また、データ管理を必要とするプロフェッショナルやエンドユーザーを管理したい企業向けに、新しいChatGPT Businessサブスクリプションの開発に取り組んでいます。ChatGPT Businessは、APIのデータ使用ポリシーに従います。つまり、エンドユーザーのデータは、デフォルトではモデルのトレーニングに使用されません。ChatGPT Businessは、今後数ヶ月で利用可能になる予定です。
最後に、設定の新しいエクスポートオプションにより、ChatGPTデータをエクスポートし、ChatGPTがどのような情報を保存しているかを理解することがより簡単になりました。会話とその他すべての関連データを含むファイルをメールで受け取ることができます。
ChatGPT Businessは、入力データやユーザー管理ができるようになっており、大企業向けのサービスです。
ChatGPTのAPIと同様にデフォルトで投稿データが訓練データに活用されないようになっています。
今回、ChatGPTの訓練データ利用可否がユーザー側で設定できるようになりましたが、ユーザーによっては設定忘れで、オンのままになることがあります。
ChatGPT Businessプランを企業で導入すれば、訓練データ利用を組織単位で無効にして、情報流出を防止できます。
今後数か月後にChatGPT Businessはリリース予定とのことで、このプランによって大企業でのChatGPT利用が促進されることが推測されます。
まとめ・終わりに
今回、ChatGPTに入力したデータの履歴や訓練データ利用をユーザーが制御できるようになったことを紹介しました。
これまでのChatGPTでは、入力したテキストがAIのトレーニングデータとして活用されるため、機密データを入力すると、AIの生成結果として流出する恐れがありました。
しかし、ChatGPTのサービス画面で個々のユーザーがチャット履歴と訓練データ利用をOFFにすることが可能になりました。
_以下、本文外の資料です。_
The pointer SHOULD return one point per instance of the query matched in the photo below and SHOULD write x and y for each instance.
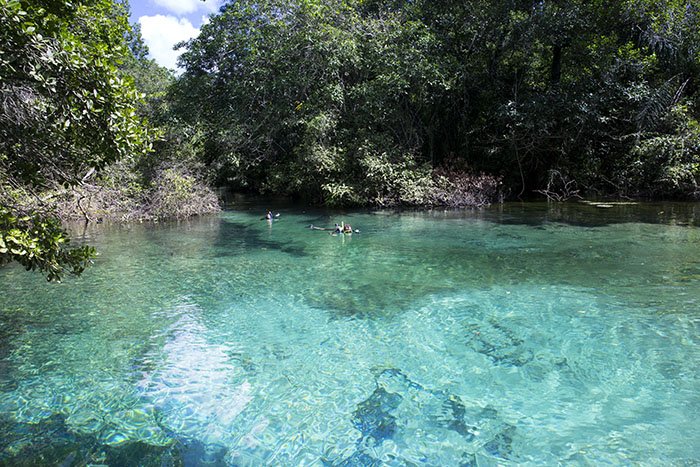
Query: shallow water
(523, 334)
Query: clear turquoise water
(519, 334)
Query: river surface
(517, 334)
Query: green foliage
(39, 243)
(66, 112)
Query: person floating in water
(337, 229)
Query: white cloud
(183, 7)
(161, 33)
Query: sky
(164, 23)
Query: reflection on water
(512, 335)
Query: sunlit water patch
(504, 336)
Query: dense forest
(340, 102)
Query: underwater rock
(409, 414)
(373, 417)
(502, 444)
(499, 344)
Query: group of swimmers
(336, 230)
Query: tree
(66, 113)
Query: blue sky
(164, 23)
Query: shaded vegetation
(340, 102)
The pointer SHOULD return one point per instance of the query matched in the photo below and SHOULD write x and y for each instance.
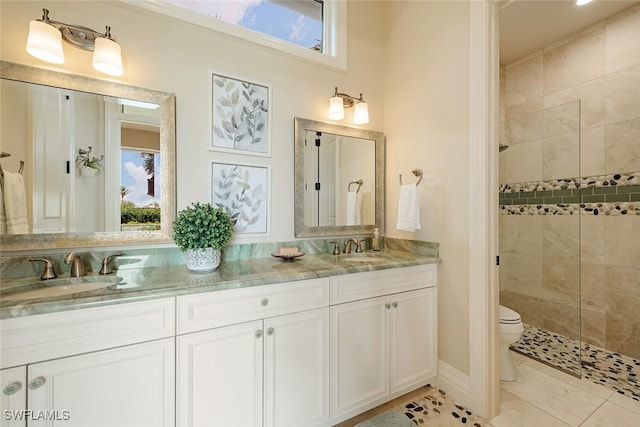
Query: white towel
(15, 204)
(354, 208)
(408, 208)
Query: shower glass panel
(540, 232)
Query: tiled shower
(570, 201)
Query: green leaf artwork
(240, 115)
(241, 192)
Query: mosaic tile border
(609, 369)
(612, 209)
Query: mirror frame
(301, 230)
(166, 100)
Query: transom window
(295, 21)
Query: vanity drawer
(371, 284)
(49, 336)
(214, 309)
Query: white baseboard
(454, 383)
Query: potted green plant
(88, 165)
(201, 231)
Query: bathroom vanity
(261, 343)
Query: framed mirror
(58, 123)
(339, 179)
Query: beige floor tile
(611, 414)
(515, 412)
(626, 402)
(583, 384)
(564, 401)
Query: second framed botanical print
(240, 116)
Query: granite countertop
(138, 284)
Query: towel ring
(416, 172)
(358, 182)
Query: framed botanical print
(243, 191)
(240, 116)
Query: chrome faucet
(77, 266)
(347, 245)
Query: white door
(127, 386)
(412, 335)
(359, 354)
(297, 369)
(13, 382)
(219, 377)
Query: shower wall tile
(524, 275)
(523, 82)
(562, 119)
(591, 96)
(622, 245)
(561, 282)
(575, 62)
(561, 156)
(622, 146)
(622, 40)
(592, 152)
(592, 239)
(523, 162)
(521, 235)
(622, 95)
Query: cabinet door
(359, 354)
(220, 376)
(297, 369)
(412, 335)
(128, 386)
(13, 382)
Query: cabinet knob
(36, 383)
(12, 388)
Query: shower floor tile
(612, 370)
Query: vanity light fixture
(45, 43)
(340, 101)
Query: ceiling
(528, 25)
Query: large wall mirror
(52, 122)
(339, 179)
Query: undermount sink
(59, 287)
(361, 258)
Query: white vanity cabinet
(93, 367)
(383, 336)
(254, 356)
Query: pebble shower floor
(612, 370)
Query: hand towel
(408, 208)
(15, 204)
(354, 208)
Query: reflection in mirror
(98, 155)
(338, 179)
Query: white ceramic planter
(202, 260)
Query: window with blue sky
(296, 21)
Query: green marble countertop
(173, 280)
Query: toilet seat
(508, 316)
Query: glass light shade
(361, 113)
(45, 42)
(107, 57)
(336, 108)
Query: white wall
(165, 54)
(427, 127)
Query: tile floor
(545, 396)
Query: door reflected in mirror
(339, 180)
(92, 162)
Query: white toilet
(511, 329)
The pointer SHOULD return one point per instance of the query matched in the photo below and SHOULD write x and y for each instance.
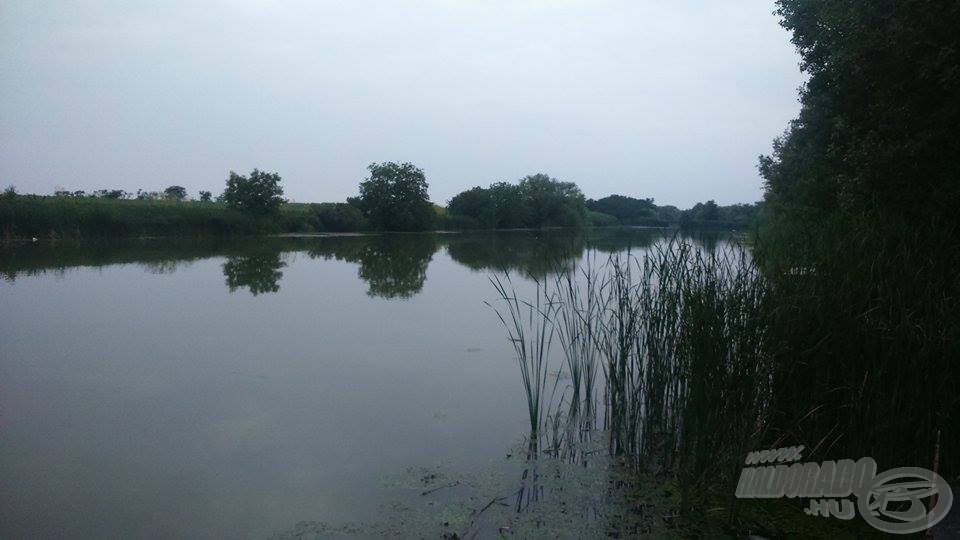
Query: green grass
(26, 216)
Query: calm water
(234, 389)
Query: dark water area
(236, 388)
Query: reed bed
(665, 353)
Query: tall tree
(394, 198)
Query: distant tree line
(393, 197)
(534, 201)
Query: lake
(236, 388)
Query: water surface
(235, 388)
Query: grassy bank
(26, 216)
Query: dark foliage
(394, 198)
(536, 201)
(257, 194)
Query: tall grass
(25, 216)
(674, 340)
(846, 343)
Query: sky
(671, 99)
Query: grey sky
(666, 99)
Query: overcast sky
(667, 99)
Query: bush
(258, 194)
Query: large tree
(394, 198)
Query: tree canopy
(260, 193)
(394, 198)
(535, 201)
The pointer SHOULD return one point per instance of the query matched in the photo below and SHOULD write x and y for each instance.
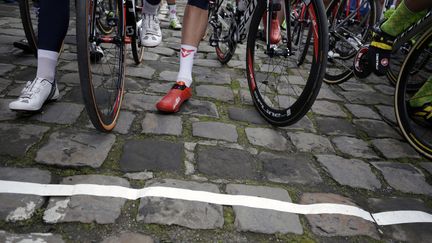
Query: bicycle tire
(418, 136)
(225, 47)
(339, 69)
(137, 48)
(102, 86)
(263, 77)
(28, 14)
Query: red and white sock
(187, 53)
(173, 11)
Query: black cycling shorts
(53, 24)
(202, 4)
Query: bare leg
(194, 25)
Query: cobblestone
(393, 149)
(15, 140)
(348, 145)
(193, 215)
(376, 129)
(32, 237)
(354, 147)
(267, 138)
(261, 220)
(75, 148)
(149, 154)
(61, 113)
(216, 92)
(246, 115)
(162, 124)
(404, 177)
(226, 163)
(335, 126)
(326, 108)
(336, 225)
(361, 111)
(296, 168)
(353, 172)
(308, 142)
(215, 130)
(127, 237)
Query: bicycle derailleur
(361, 67)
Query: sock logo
(186, 52)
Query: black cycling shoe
(379, 51)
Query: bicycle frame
(238, 33)
(423, 24)
(130, 15)
(350, 15)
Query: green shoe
(175, 24)
(388, 13)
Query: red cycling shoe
(173, 100)
(275, 33)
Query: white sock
(173, 11)
(149, 8)
(47, 62)
(187, 53)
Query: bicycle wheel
(29, 11)
(102, 79)
(282, 91)
(349, 29)
(417, 68)
(137, 48)
(221, 17)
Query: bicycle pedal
(276, 7)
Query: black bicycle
(350, 22)
(102, 76)
(282, 88)
(29, 13)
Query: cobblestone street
(347, 150)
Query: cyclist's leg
(174, 21)
(151, 34)
(383, 36)
(194, 26)
(52, 28)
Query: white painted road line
(382, 218)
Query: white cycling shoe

訓練データ利用しないように設定しておけば、30日間はサーバーにデータが残るものの、学習したAIから流出する可能性がなくなりました。
今後数か月で詳細なデータ・ユーザー管理ができるChatGPT Businessというプランも登場します。
ChatGPTにデータの制御機能が実装されたことで、今まで利用を控えていた大企業を含め、より多くの人々にChatGPT利用が拡大する見込みです。